Prediabetes
Medically reviewed by Drugs.com. Last updated on Apr 6, 2025.
What is prediabetes?
Prediabetes is a blood glucose (sugar) level that is higher than normal. It is not high enough to be considered diabetes. Prediabetes increases your risk for type 2 diabetes and heart disease. The risk is highest if you have high blood pressure or high cholesterol.
What increases my risk for prediabetes?
- Excess body weight or obesity
- Lack of physical activity
- Older age
- Family history of diabetes (parent or sibling)
- A history of heart disease, gestational diabetes, or polycystic ovary syndrome (PCOS)
- High blood pressure or cholesterol levels
- Having African American, Latino, Native American, Asian American, or Pacific Islander heritage
- In children, having a mother with diabetes or gestational diabetes mellitus (GDM) during the pregnancy
- Certain medicines such as steroids, antipsychotics, and medicines used to treat HIV infection
What are the signs and symptoms of prediabetes?
Prediabetes may not cause any symptoms.
How is prediabetes diagnosed?
Blood tests can help diagnose prediabetes even if no signs or symptoms have started.

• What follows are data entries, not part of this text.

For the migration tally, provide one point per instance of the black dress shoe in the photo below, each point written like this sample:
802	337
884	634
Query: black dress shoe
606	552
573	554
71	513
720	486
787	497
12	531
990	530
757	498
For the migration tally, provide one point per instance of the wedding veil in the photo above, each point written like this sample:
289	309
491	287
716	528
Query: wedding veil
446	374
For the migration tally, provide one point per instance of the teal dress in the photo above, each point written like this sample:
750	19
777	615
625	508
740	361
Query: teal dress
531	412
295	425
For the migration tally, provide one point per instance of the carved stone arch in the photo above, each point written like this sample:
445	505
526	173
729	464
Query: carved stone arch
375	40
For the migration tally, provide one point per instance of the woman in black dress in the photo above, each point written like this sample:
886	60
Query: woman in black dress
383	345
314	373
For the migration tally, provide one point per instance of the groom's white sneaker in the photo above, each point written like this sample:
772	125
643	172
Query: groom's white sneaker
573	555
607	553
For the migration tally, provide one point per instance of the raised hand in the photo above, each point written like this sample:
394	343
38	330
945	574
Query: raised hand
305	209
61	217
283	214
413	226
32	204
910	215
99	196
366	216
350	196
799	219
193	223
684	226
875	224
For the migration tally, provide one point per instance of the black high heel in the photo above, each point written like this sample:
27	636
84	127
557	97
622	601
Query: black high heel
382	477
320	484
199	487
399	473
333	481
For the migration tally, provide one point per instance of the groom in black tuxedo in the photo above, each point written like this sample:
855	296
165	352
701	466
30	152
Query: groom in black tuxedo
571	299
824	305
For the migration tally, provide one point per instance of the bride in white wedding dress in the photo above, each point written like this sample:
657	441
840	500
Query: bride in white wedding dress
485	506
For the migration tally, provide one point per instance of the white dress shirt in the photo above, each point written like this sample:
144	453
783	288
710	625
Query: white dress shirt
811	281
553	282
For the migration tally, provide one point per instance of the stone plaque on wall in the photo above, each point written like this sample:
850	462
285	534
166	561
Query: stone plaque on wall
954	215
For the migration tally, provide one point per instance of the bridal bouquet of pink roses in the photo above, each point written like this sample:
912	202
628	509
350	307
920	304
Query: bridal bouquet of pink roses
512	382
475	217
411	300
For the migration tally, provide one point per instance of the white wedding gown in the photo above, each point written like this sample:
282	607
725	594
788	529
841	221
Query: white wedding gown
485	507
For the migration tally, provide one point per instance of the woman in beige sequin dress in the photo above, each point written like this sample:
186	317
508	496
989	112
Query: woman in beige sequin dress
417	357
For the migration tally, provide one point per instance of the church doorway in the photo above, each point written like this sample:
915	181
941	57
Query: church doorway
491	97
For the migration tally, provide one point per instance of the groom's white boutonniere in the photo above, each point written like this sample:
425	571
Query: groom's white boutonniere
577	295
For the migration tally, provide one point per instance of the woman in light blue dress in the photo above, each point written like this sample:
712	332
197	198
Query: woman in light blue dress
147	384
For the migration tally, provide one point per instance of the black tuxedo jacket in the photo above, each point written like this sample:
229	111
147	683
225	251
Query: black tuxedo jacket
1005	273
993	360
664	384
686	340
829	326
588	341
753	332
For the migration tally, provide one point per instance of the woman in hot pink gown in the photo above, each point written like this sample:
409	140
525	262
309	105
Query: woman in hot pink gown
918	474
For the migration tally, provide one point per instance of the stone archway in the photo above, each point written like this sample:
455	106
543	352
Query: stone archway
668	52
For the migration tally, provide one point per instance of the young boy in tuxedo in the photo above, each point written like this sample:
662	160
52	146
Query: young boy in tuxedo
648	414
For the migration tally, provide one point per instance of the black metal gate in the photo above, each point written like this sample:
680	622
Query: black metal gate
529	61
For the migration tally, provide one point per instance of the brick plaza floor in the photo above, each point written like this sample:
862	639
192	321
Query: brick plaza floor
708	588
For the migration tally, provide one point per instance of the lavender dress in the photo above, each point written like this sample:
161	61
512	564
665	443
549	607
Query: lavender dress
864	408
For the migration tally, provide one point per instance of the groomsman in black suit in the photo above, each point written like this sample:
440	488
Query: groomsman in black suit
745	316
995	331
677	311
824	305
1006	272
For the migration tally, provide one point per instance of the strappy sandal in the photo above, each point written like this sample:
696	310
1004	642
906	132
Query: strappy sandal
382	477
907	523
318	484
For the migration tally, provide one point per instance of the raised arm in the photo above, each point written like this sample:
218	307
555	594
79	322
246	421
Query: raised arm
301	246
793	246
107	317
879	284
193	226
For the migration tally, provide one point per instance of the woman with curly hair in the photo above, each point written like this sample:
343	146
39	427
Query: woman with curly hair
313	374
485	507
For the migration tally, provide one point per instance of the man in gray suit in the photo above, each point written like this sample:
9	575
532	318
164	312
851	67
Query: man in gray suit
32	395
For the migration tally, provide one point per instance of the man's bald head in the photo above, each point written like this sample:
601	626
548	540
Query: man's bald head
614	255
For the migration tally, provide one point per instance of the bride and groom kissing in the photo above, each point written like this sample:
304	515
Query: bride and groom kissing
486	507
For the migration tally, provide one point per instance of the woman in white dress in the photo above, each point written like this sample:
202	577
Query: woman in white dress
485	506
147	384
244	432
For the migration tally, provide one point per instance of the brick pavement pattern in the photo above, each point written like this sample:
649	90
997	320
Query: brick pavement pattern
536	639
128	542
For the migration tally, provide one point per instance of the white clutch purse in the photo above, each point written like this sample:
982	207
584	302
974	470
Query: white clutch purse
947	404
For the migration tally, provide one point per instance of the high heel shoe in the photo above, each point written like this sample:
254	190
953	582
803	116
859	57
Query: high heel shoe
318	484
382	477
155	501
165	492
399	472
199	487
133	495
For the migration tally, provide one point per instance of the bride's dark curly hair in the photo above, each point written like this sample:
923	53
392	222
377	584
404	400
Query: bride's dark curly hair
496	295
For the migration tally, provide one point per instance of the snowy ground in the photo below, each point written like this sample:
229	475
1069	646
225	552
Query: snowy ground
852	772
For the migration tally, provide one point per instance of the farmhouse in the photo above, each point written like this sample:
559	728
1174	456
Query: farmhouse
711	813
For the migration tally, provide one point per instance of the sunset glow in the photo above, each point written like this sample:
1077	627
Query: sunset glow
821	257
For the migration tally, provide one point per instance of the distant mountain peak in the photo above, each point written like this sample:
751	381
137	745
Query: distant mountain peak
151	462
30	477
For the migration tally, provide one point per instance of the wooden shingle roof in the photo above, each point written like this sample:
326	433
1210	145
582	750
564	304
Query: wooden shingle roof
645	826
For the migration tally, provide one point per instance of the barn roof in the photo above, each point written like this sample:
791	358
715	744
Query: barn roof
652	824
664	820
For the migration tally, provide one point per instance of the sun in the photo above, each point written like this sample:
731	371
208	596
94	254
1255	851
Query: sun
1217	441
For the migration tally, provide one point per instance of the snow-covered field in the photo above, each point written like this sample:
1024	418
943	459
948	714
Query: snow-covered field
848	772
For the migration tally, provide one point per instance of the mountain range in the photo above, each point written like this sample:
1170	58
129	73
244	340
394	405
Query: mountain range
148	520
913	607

This is also called screening. Screening for all adults can start at age 35. Your healthcare provider may recommend screening at an earlier or later age. This will depend on your overall risk for diabetes. Adults who have excess body weight or obesity, and risk factors, are usually tested every 3 years. You may be tested sooner if you have symptoms or your risk for diabetes increases. Children who are at risk for diabetes may be tested. The following may be used to diagnose prediabetes:
- A fasting plasma glucose test may be done to check your blood sugar level after you have not eaten for 8 hours.
- A 2-hour plasma glucose test starts with a blood sugar level check after you have not eaten for 8 hours. You are then given a glucose drink. Your blood sugar level is checked after 2 hours.
- A hemoglobin A1c is a blood test that measures your average blood sugar level for the past 2 to 3 months. An A1c of 5.7% to 6.4% means you have prediabetes.
How do I prevent or delay type 2 diabetes?
Healthy choices work best to delay or prevent type 2 diabetes. You may be given the following guidelines from your healthcare provider:
- Get regular physical activity. Adults should get at least 150 minutes (2.5 hours) of moderate physical activity every week. Spread the amount of activity over at least 3 days a week. Do not skip more than 2 days in a row. Children should get at least 60 minutes of moderate physical activity on most days of the week. Examples of moderate physical activity include brisk walking, running, and swimming. Do not sit for longer than 30 minutes at a time. Work with your healthcare provider to create a plan for physical activity.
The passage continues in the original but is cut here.